2. Clustered low branches can negatively impact the central leader of the tree, spoil tree structure, and shorten the overall life of the tree. Remove those branches that seem like clutter, bearing in mind the goal of scaffold branches evenly dispersed around the tree.
3. Large opposite branches can grow aggressively, causing structural weakness.
Beyond establishing a central leader, most other pruning is done for the purpose of establishing good scaffold branches, the primary limbs that form a tree’s canopy. These branches should be smaller than the trunk (half the size is ideal) and, when possible, spaced somewhat evenly around the tree. Deciding on scaffold branches is not something that happens all on planting day. You can, however, form a loose plan on which branches will be the major component of the tree’s canopy (see top illustration, this page).

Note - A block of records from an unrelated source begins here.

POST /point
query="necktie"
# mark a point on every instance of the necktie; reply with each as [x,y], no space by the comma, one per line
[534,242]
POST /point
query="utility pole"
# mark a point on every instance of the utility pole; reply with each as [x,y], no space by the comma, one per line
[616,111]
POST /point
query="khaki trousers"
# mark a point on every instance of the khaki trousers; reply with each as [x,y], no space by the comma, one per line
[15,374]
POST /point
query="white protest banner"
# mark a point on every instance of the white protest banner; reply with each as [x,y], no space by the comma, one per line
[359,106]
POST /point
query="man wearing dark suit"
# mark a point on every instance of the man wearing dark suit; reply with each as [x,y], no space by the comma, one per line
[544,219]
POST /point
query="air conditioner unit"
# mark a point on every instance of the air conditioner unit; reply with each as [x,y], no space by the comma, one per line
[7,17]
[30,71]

Tree pruning is a skill that is learned over time. The above information is truly the beginning. Additionally, some species’ natural structure doesn’t conform to textbook-perfect pruning. I encourage you to continue the process of learning how to prune trees in a way that leads to overall better structure. As with people and pets, the process of training a tree is much easier at the beginning of its life.
What is apical dominance?
The trees in your backyard have relatives growing in a forest somewhere. Particularly at a young age, many of these forest trees are devoting a lot of their energy to growing upward, which means more light and perhaps a better chance at survival. Apical dominance is a forest tree’s ticket from the forest floor to the top of the canopy. It occurs when the main shoot releases hormones down the stem to inhibit the growth of lower buds and branches. Apical dominance ensures a healthy structure that maximizes light and resources for the tree.
Andy Pulte, Ph.D., is a faculty member in the plant sciences department at the University of Tennessee.